Ils sont quatre têtes brûlées, dont une femme, et ils sont flics. Une bande de trafiquants a massacré  un de leur pote et collègue, alors ils se lancent dans une expédition punitive nocturne dans la tour HLM désaffectée où les dealers ont pris leurs quartiers. Les premiers échanges de coups de feu font couler le sang, mais ce n’est qu’une mise en bouche avant le carnage qui va suivre : cette nuit-là, les morts ont décidé de se relever et de précipiter le monde dans l’Apocalypse des zombies.

 

Face aux mâchoires carnassières des cadavres ambulants, flics et malfrats n’ont pas d’autre choix que de se liguer pour s’extraire de la tour assiégée par la horde. Pour aller où ? La télévision émet encore, il est question d’une route d’évacuation d’urgence vers une base militaire. Alors il faut se tailler un chemin dans les couloirs, les cages d’escaliers, au détour desquels ne manquent pas d’apparaître des paquets de morts-vivants. L’ambiance est à la Resident Evil (le jeu vidéo, pas le film !), jusqu’à ce que fasse son apparition la véritable vedette de La Horde : René, la soixantaine bien tassée, ancien combattant d’Indochine qui se croit tout à coup revenu dans la cuvette de Dien Bien Phu. Dernier occupant de la tour, le papy très résistant a sorti l’artillerie pour éclater les zombies comme si c’étaient des « Jaunes »…

La Horde révèle avec ce personnage une ascendance qu’on ne lui soupçonnait pas, celle du cinéma français populaire des années 1950-60. Lorsque René convie à sa table nos héros porte-flingues, il leur sort de sa réserve perso une bonne bouteille de poire (« Quinze ans d’âge, j’allais pas la boire tout seul ! »).
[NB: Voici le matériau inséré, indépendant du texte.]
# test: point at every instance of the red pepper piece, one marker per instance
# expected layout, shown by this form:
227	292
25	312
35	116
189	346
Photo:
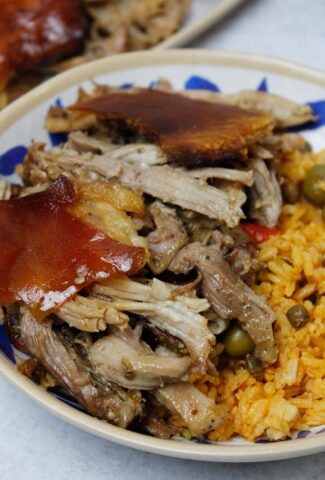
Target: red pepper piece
258	233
Et quand il leur dresse le portrait haut en couleurs de sa femme défunte, on croirait entendre Gabin taillant un costard à la femme du cafetier dans La Traversée de Paris de Claude Autant-Lara. Dans le rôle, le vétéran de la Comédie-française Yves Pignot, qui s’essaie pour la toute première fois de sa riche carrière au cinéma d’horreur hardcore, convoque par sa faconde les fantômes d’un cinéma révolu dominé par Jean Gabin, donc, mais aussi Michel Simon ou encore Raimu  L’épaisseur drôlatique que Pignot donne à son personnage apporte à La Horde un cachet inespéré dans un film de ce genre, lui conférant une identité profondément française. Autre comédienne habituée des planches (et des films de son compagnon, Albert Dupontel), Claude Perron interprète quant à elle une femme-flic revancharde qui entend bien récompenser d’une balle dans le crâne tous ceux qui ont pris part à l’exécution du père de son futur enfant. Son prénom charmant, Aurore, n’augure en rien la détermination, voire la sauvagerie, dont elle va se montrer capable face aux armées en putréfaction. L’actrice est phénoménale. Marcel moulant, calibre au poing, elle est l’égale d’une Sigourney Weaver face aux aliens avec, en supplément, une bonne dose de hargne. La scène où elle fracasse une goule sur tous les placards d’une cuisine restera longtemps dans les mémoires.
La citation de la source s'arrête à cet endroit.